I due connazionali sono stati liberati all'alba dalle autorità venezuelane e decisivo, oltre ai negoziati condotti dall'Ambasciata italiana, dalla Farnesina, dal ministro degli Esteri Antonio Tajani e dallo stesso presidente del Consiglio, anche la volontà politica dei nuovi vertici al potere in Venezuela dopo la fine del regime di Nicolas Maduro a seguito del blitz americano a Caracas.
Il dittatore chavista è stato sostituito da Delcy Rodriguez, che fin da subito ha instaurato rapporti molto più morbidi e concilianti con la Casa Bianca e le segreterie europee e occidentali.
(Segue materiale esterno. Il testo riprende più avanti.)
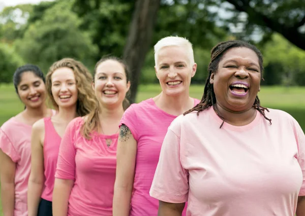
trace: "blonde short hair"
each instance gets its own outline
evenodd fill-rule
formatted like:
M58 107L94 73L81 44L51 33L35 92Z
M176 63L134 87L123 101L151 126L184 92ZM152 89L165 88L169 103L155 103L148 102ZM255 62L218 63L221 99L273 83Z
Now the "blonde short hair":
M156 66L157 65L157 59L160 50L163 47L173 46L182 47L186 48L186 52L188 53L191 65L193 65L195 63L193 46L191 42L185 38L178 36L169 36L163 38L160 40L154 47L155 50L155 64Z

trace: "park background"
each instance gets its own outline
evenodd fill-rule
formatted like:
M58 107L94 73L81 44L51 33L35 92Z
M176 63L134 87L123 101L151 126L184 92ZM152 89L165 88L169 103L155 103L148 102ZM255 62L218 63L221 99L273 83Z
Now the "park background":
M23 64L37 64L46 74L53 62L69 57L93 71L103 56L121 57L131 69L129 99L138 102L161 91L153 45L177 35L193 45L198 67L192 96L202 96L210 49L222 41L246 40L264 56L262 105L288 112L305 130L303 0L22 2L0 2L0 126L23 109L12 84Z

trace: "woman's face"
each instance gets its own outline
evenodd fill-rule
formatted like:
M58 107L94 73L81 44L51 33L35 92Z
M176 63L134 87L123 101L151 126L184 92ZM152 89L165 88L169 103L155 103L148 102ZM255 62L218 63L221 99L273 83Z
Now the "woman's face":
M24 72L17 86L18 94L27 107L37 109L46 99L46 87L41 78L32 71Z
M59 107L69 107L76 104L78 90L74 73L69 67L61 67L51 76L52 95Z
M253 105L260 90L261 71L258 57L252 50L234 48L227 51L212 73L213 84L218 105L233 111L242 112Z
M123 105L130 87L122 64L114 60L107 60L97 67L95 76L94 90L103 105Z
M157 57L155 69L162 91L169 96L188 93L197 64L191 65L186 49L175 46L163 47Z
E le liberazioni dei detenuti politici stranieri avvenute in questi primi giorni del 2026 lo dimostrano.
"Alberto Trentini e Mario Burlò sono liberi e torneranno a casa - esulta Meloni nel video -. È una notizia che ci riempie di gioia, che si somma alla felicità che abbiamo provato nelle scorse ore per la liberazione di altri connazionali. Trentini e Burlò riabbracceranno presto le loro famiglie, che in questi mesi hanno sofferto molto, a cui ovviamente vogliamo rinnovare il nostro affetto".
"Questo risultato è il frutto del lavoro discreto ma efficace portato avanti in questi mesi non solo dal governo, ma dalla rete diplomatica, dall'intelligence e io voglio ringraziare tutti i servitori dello Stato che a vario livello hanno dato il loro contributo per raggiungere questo obiettivo", ha aggiunto la premier per poi concludere: "Continueremo a lavorare senza sosta affinché la costruttiva collaborazione instaurata con le autorità di Caracas possa produrre ulteriori sviluppi positivi".